La principale conclusion de la rencontre semble avoir été la nécessité de poursuivre le dialogue pour que puissent éventuellement naître de véritables collaborations «exemplaires» entre la compagnie Ex-Machina et le Théâtre du Soleil et des créateurs autochtones.

«Bien qu'on pense que Kanata soit un rendez-vous manqué, on ne veut pas rester au chapitre du ressentiment, on veut plutôt regarder vers l'avenir pour que le débat actuel serve», souligne M. Dudemaine.

Il espère que cette confrontation des points de vue aura non seulement permis de mieux faire comprendre le sentiment d'exclusion qui accompagne le phénomène d'appropriation culturelle, mais qu'elle éveillera aussi M. Lepage et Mme Mnouchkine à la vitalité des forces créatrices autochtones.

«Qu'ils voient toute la richesse, les collaborations fructueuses, tout ce que peuvent amener à leurs oeuvres les artistes des Premières Nations qui, maintenant, sont présents partout, dans toutes les sphères d'activités artistiques», clame M. Dudemaine.

Parler à un mur

Nakuset, la directrice du Foyer pour femmes autochtones de Montréal, rapporte une vision bien différente de la rencontre de jeudi soir.

«Pour moi, c'était comme parler à un mur», laisse-t-elle tomber, en entrevue à La Presse canadienne.
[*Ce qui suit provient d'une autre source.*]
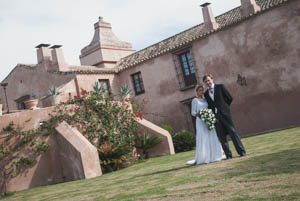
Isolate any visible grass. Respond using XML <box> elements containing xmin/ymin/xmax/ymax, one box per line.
<box><xmin>2</xmin><ymin>127</ymin><xmax>300</xmax><ymax>201</ymax></box>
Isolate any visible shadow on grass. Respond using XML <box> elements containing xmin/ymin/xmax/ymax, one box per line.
<box><xmin>225</xmin><ymin>149</ymin><xmax>300</xmax><ymax>179</ymax></box>
<box><xmin>118</xmin><ymin>165</ymin><xmax>195</xmax><ymax>182</ymax></box>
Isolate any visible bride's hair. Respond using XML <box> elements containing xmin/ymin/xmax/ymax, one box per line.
<box><xmin>195</xmin><ymin>84</ymin><xmax>204</xmax><ymax>97</ymax></box>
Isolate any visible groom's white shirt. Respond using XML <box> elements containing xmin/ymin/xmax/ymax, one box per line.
<box><xmin>208</xmin><ymin>84</ymin><xmax>215</xmax><ymax>101</ymax></box>
<box><xmin>208</xmin><ymin>84</ymin><xmax>218</xmax><ymax>114</ymax></box>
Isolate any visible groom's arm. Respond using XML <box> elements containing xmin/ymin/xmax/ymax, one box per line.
<box><xmin>221</xmin><ymin>84</ymin><xmax>233</xmax><ymax>105</ymax></box>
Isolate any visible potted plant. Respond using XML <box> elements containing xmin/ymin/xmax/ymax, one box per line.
<box><xmin>48</xmin><ymin>86</ymin><xmax>60</xmax><ymax>106</ymax></box>
<box><xmin>24</xmin><ymin>93</ymin><xmax>39</xmax><ymax>110</ymax></box>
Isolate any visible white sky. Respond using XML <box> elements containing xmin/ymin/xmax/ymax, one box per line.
<box><xmin>0</xmin><ymin>0</ymin><xmax>240</xmax><ymax>81</ymax></box>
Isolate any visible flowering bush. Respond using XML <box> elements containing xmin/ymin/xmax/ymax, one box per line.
<box><xmin>172</xmin><ymin>130</ymin><xmax>196</xmax><ymax>153</ymax></box>
<box><xmin>199</xmin><ymin>108</ymin><xmax>217</xmax><ymax>130</ymax></box>
<box><xmin>0</xmin><ymin>85</ymin><xmax>148</xmax><ymax>181</ymax></box>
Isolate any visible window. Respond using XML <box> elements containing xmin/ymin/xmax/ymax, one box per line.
<box><xmin>98</xmin><ymin>79</ymin><xmax>110</xmax><ymax>96</ymax></box>
<box><xmin>131</xmin><ymin>72</ymin><xmax>145</xmax><ymax>95</ymax></box>
<box><xmin>179</xmin><ymin>51</ymin><xmax>197</xmax><ymax>86</ymax></box>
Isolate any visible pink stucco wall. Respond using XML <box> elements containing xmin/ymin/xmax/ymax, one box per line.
<box><xmin>116</xmin><ymin>1</ymin><xmax>300</xmax><ymax>136</ymax></box>
<box><xmin>0</xmin><ymin>107</ymin><xmax>102</xmax><ymax>193</ymax></box>
<box><xmin>0</xmin><ymin>62</ymin><xmax>75</xmax><ymax>110</ymax></box>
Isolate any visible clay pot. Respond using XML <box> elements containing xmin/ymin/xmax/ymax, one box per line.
<box><xmin>24</xmin><ymin>99</ymin><xmax>39</xmax><ymax>110</ymax></box>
Nakuset espérait que Robert Lepage et Ariane Mnouchkine comprennent la nécessité d'embaucher au moins un comédien ou un musicien autochtone. Elle déplore qu'aucune mesure concrète n'ait été adoptée après cinq heures de discussions.
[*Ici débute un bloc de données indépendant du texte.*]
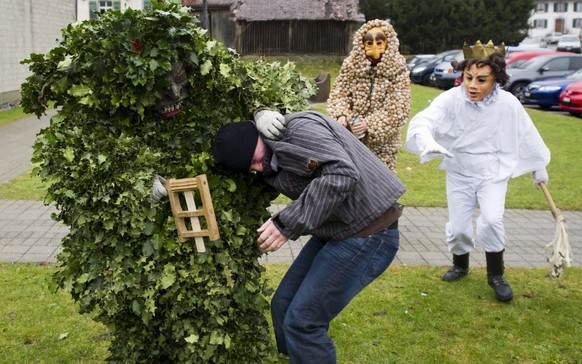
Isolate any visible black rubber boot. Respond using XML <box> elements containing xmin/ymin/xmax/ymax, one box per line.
<box><xmin>443</xmin><ymin>253</ymin><xmax>469</xmax><ymax>282</ymax></box>
<box><xmin>485</xmin><ymin>250</ymin><xmax>513</xmax><ymax>302</ymax></box>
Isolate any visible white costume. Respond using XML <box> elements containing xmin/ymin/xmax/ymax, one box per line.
<box><xmin>405</xmin><ymin>84</ymin><xmax>550</xmax><ymax>255</ymax></box>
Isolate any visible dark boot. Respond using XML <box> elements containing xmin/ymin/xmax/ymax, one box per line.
<box><xmin>443</xmin><ymin>253</ymin><xmax>469</xmax><ymax>282</ymax></box>
<box><xmin>485</xmin><ymin>250</ymin><xmax>513</xmax><ymax>302</ymax></box>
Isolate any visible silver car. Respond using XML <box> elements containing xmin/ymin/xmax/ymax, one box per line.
<box><xmin>503</xmin><ymin>53</ymin><xmax>582</xmax><ymax>101</ymax></box>
<box><xmin>556</xmin><ymin>35</ymin><xmax>580</xmax><ymax>53</ymax></box>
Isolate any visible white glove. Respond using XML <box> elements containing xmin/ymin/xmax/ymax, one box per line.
<box><xmin>420</xmin><ymin>140</ymin><xmax>453</xmax><ymax>158</ymax></box>
<box><xmin>255</xmin><ymin>110</ymin><xmax>287</xmax><ymax>140</ymax></box>
<box><xmin>532</xmin><ymin>169</ymin><xmax>550</xmax><ymax>187</ymax></box>
<box><xmin>150</xmin><ymin>175</ymin><xmax>168</xmax><ymax>203</ymax></box>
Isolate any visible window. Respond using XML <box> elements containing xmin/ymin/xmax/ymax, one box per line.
<box><xmin>533</xmin><ymin>19</ymin><xmax>548</xmax><ymax>29</ymax></box>
<box><xmin>98</xmin><ymin>1</ymin><xmax>113</xmax><ymax>14</ymax></box>
<box><xmin>89</xmin><ymin>0</ymin><xmax>121</xmax><ymax>19</ymax></box>
<box><xmin>554</xmin><ymin>3</ymin><xmax>568</xmax><ymax>13</ymax></box>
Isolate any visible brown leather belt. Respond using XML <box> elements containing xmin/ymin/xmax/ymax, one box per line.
<box><xmin>351</xmin><ymin>202</ymin><xmax>404</xmax><ymax>238</ymax></box>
«Ils nous ont dit que la porte est ouverte pour poursuivre la discussion, mais il n'y a aucune action.»

La compagnie Ex-Machina de Robert Lepage a publié, vendredi, un bref communiqué sur sa page Facebook.

On peut notamment y lire que «bien que les inquiétudes n'aient pas toutes été levées, Ariane Mnouchkine et Robert Lepage pensent pouvoir espérer qu'un grand pas a été fait vers une compréhension réciproque. Ils expriment ici leur gratitude d'avoir été écoutés avec attention et bienveillance.»

Robert Lepage n'a pas répondu à la demande d'entrevue de La Presse canadienne. Quant à Ariane Mnouchkine, elle se trouvait vendredi à bord d'un vol à destination de Paris.